On the surface level, we will renew our baptismal covenant and gather together around the font.
We will give thanks to God for the gift of water and Arturo’s head will get a little wet.
But something beyond the surface is happening, and if we pay attention, we can witness the remaking and reordering of the whole world.
Baptism draws us more fully into the totality of Christ.
We are grafted into the full life of the Jewish prophet from Nazareth and share in the highs and lows of his earthly journey from the stars over Bethlehem to the mount of Ascension.
We learn from him as he teaches and heals, changing people’s lives, and we follow him as his legend grows and he faces the imperial and religious powers in Jerusalem.
We witness the rejection and derision he faces in a new way, we weep with the women at the cross and his grave, and we receive the grace of his resurrection along with those first disciples and apostles.
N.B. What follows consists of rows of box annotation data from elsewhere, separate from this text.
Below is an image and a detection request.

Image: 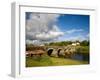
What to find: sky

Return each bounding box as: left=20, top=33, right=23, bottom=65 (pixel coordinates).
left=26, top=12, right=90, bottom=44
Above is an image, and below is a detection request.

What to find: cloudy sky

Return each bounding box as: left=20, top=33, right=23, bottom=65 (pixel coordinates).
left=26, top=12, right=89, bottom=43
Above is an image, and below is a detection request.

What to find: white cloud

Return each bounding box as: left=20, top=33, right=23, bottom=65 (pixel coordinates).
left=26, top=13, right=64, bottom=41
left=66, top=29, right=83, bottom=34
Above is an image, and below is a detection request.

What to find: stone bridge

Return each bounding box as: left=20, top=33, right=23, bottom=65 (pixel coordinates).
left=46, top=45, right=76, bottom=58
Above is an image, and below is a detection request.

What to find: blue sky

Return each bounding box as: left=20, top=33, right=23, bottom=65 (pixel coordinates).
left=26, top=12, right=90, bottom=42
left=56, top=14, right=90, bottom=40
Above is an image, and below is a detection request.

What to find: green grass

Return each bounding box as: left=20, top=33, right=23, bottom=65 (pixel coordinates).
left=26, top=55, right=88, bottom=67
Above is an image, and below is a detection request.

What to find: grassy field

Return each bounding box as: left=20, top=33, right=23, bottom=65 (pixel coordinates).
left=26, top=55, right=88, bottom=67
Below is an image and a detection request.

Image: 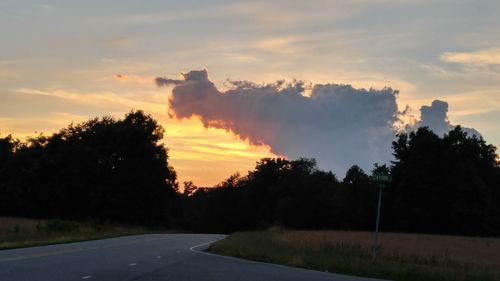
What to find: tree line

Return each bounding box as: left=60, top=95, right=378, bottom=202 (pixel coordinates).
left=0, top=111, right=500, bottom=236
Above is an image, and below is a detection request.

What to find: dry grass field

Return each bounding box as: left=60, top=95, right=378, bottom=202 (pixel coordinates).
left=0, top=217, right=45, bottom=235
left=280, top=231, right=500, bottom=269
left=0, top=217, right=155, bottom=250
left=209, top=228, right=500, bottom=281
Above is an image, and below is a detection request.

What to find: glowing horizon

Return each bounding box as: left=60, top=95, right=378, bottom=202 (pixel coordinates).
left=0, top=0, right=500, bottom=186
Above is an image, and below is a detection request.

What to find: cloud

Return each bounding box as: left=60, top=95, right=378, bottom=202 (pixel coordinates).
left=156, top=70, right=398, bottom=174
left=156, top=70, right=479, bottom=175
left=441, top=48, right=500, bottom=65
left=407, top=100, right=481, bottom=136
left=114, top=74, right=155, bottom=84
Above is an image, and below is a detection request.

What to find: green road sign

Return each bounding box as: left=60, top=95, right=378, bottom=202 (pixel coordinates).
left=371, top=174, right=392, bottom=188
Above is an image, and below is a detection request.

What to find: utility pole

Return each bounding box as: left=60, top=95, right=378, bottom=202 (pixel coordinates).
left=371, top=172, right=392, bottom=259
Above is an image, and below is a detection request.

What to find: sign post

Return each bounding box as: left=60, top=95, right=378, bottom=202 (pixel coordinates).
left=371, top=172, right=392, bottom=259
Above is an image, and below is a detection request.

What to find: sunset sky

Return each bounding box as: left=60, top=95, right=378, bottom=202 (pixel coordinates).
left=0, top=0, right=500, bottom=186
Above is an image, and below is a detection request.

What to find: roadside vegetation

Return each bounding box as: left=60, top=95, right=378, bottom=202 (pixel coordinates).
left=0, top=217, right=154, bottom=250
left=209, top=228, right=500, bottom=281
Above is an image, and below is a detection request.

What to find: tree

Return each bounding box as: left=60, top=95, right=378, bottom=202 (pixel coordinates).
left=0, top=111, right=177, bottom=223
left=388, top=126, right=500, bottom=235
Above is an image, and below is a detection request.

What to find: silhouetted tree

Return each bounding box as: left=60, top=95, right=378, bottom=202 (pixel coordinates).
left=388, top=126, right=500, bottom=235
left=0, top=111, right=176, bottom=223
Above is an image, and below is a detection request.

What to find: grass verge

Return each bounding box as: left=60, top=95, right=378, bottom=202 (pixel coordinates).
left=0, top=217, right=163, bottom=250
left=209, top=229, right=500, bottom=281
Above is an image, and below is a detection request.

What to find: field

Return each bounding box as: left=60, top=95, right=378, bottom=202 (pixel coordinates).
left=0, top=217, right=152, bottom=249
left=210, top=229, right=500, bottom=281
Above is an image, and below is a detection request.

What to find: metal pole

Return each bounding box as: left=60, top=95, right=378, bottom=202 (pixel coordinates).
left=373, top=187, right=383, bottom=258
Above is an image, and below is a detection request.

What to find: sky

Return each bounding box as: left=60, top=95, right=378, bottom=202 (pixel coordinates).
left=0, top=0, right=500, bottom=186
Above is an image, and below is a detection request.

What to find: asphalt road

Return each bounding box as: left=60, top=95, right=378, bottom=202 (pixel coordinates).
left=0, top=234, right=384, bottom=281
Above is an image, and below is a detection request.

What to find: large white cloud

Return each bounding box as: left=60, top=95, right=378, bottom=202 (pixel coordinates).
left=156, top=70, right=482, bottom=176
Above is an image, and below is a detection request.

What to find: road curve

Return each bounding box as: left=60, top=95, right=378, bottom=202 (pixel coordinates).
left=0, top=234, right=384, bottom=281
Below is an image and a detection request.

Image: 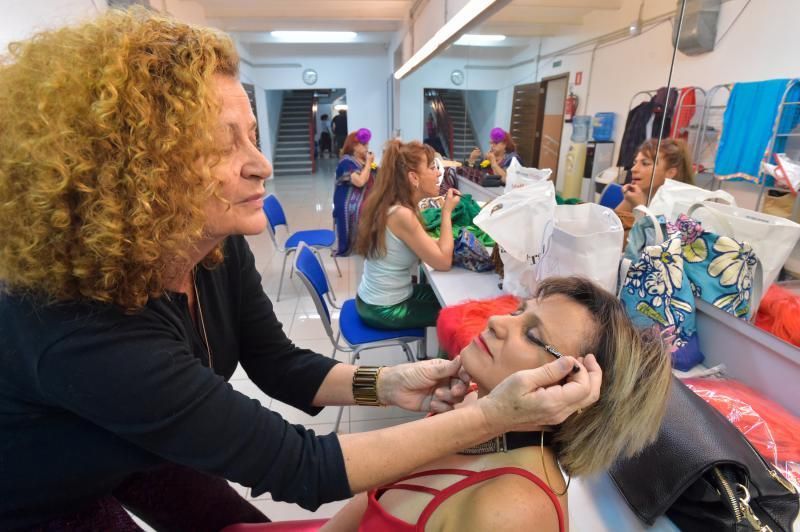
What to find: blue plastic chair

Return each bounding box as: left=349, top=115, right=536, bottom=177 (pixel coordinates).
left=600, top=183, right=625, bottom=209
left=295, top=242, right=425, bottom=432
left=264, top=194, right=342, bottom=301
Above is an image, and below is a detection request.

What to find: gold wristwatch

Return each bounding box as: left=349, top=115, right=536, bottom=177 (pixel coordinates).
left=353, top=366, right=383, bottom=406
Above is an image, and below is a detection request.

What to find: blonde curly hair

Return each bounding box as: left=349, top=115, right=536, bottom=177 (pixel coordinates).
left=0, top=9, right=239, bottom=311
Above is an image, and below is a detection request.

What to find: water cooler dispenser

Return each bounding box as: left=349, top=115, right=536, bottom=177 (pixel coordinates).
left=561, top=116, right=592, bottom=199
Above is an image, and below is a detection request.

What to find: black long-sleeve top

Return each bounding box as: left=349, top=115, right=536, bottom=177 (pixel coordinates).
left=0, top=237, right=350, bottom=530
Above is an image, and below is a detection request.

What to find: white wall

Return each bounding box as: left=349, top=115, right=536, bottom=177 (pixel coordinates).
left=464, top=90, right=496, bottom=152
left=241, top=45, right=391, bottom=157
left=261, top=90, right=283, bottom=160
left=0, top=0, right=106, bottom=55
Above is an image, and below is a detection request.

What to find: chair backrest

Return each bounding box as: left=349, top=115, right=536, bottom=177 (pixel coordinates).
left=294, top=242, right=336, bottom=343
left=600, top=183, right=625, bottom=209
left=264, top=194, right=288, bottom=235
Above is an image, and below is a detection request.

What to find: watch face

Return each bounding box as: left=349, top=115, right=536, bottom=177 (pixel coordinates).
left=303, top=68, right=317, bottom=85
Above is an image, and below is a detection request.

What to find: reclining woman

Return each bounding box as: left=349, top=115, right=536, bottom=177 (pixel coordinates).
left=356, top=140, right=459, bottom=329
left=323, top=277, right=671, bottom=532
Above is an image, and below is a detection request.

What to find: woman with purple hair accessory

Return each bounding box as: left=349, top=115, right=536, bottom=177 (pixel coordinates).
left=467, top=127, right=521, bottom=183
left=333, top=127, right=377, bottom=257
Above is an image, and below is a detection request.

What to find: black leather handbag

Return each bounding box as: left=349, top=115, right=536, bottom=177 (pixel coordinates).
left=610, top=378, right=800, bottom=532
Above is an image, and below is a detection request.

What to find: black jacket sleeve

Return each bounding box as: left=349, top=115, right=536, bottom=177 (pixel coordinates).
left=231, top=238, right=338, bottom=415
left=36, top=314, right=350, bottom=510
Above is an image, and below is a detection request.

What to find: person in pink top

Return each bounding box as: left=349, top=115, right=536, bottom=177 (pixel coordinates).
left=322, top=277, right=671, bottom=532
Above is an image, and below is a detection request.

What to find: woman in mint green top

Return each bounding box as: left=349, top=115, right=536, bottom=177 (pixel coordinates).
left=356, top=140, right=459, bottom=329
But Baptism also makes us a part of the Mystical Body of Christ that knows no limit of time, place, or race.
Today Arturo is becoming a member of that sacred web of kinship whose constitution and creed is so radical that it remakes and reorders the world we live in and aligns us with a way of being and relating to one another that is strange according to much worldly wisdom.
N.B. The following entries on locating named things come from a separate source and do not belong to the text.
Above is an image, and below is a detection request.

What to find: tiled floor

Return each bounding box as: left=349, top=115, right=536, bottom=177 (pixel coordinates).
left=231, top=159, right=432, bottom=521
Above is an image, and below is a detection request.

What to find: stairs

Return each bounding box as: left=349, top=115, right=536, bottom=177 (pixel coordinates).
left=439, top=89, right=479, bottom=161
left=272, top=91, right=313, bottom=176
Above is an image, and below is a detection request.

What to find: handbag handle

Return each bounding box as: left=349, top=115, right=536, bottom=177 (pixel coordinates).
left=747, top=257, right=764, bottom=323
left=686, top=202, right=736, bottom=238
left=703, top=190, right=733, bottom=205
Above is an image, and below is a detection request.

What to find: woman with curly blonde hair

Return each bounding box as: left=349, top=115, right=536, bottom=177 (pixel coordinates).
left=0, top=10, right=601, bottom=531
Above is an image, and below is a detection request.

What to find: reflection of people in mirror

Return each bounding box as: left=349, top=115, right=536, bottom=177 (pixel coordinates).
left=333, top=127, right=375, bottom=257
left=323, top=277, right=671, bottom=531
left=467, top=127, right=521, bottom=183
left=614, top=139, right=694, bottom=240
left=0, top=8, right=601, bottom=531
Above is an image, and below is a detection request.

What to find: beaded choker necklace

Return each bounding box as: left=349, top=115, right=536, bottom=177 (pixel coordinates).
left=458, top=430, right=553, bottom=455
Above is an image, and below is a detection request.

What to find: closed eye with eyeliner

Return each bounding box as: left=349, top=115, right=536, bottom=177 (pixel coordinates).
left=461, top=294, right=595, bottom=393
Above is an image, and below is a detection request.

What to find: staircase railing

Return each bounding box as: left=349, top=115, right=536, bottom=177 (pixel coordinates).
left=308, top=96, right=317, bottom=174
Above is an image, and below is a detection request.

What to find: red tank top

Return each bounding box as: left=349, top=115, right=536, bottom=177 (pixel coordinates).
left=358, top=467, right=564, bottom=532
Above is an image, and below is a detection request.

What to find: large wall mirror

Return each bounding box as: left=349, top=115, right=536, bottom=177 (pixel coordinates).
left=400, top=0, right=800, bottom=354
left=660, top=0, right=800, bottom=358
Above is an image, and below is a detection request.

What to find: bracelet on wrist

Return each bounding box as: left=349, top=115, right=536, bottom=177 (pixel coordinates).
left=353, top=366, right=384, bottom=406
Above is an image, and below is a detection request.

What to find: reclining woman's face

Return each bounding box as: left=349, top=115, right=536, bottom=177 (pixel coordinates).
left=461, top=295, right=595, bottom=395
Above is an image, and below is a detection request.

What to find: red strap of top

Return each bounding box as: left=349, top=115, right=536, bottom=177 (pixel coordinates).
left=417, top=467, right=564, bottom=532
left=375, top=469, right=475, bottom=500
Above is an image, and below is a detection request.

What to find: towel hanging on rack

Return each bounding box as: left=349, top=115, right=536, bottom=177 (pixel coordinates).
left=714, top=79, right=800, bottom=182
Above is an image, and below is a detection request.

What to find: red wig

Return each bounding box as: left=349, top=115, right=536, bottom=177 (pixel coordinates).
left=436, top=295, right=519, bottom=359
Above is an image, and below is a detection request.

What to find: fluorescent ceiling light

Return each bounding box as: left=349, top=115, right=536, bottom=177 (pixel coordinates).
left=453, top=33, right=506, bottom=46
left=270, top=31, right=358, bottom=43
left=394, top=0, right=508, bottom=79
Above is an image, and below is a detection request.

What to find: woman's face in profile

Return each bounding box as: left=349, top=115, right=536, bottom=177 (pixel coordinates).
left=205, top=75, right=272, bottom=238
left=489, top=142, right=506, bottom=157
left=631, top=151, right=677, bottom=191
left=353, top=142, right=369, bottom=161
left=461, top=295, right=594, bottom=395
The story of today’s Gospel reveals just how different God’s reign is from worldly ones.
Our world—especially the one that is most concerned about personal gain and individual triumph—sees the generosity of the landowner in paying all who work in the vineyard a living wage as an affront.
That world is angry that the landowner has “made them equal to us” and feels that they deserve more than those who were hired later in the day.
But in the world made new through the Body of Christ, we don’t see equality as a threat, but rather as the generous gift of God that it is.
The last receiving wages that will allow them to provide bread for their families is not a trigger for derision or envy, but rather a cause for celebration.
The saints, who have most incorporated this alternative wisdom tradition into their lives, have been so transformed by the practice of their faith, that they see being hired and working in the vineyard for the blessing that it is rather than as some form of divine punishment.
And their hearts and souls are made full when others—especially others who the world rejects and discounts, are brought into the fullness of life our generous God creates.
As we formally incorporate Arturo into this abundance today, marking him as Christ’s own forever, no matter where life takes him, let us allow the sacrament of this moment to find purchase in the soil of our hearts.
Let us cultivate the seeds of transformation that have been planted within us, that Christ has watered and that we have faithfully tended through serving together, worshipping together, laughing, crying, living and dying together, and may the fruits of that shared labor refresh us and revitalize the larger world.
Fruits arise from those seeds when we live out the challenging wisdom of God’s reign.
When we rejoice in both our diverse gifts AND our equal place in the kingdom that has no end.
When we recognize that stewardship of the vineyard is a calling that opens us to the joy of seeing the wine of the new creation come to fruition.
Arturo’s vocation as a member of this Body begins today, and we give thanks to God for this holy moment we share.
But as we gather at the waters once more, let us who have labored for longer remember the wisdom of the one who called us.
And let us drink deeply and go forth boldly together, refreshed and renewed for the transformation of our relationships, our systems, and our world.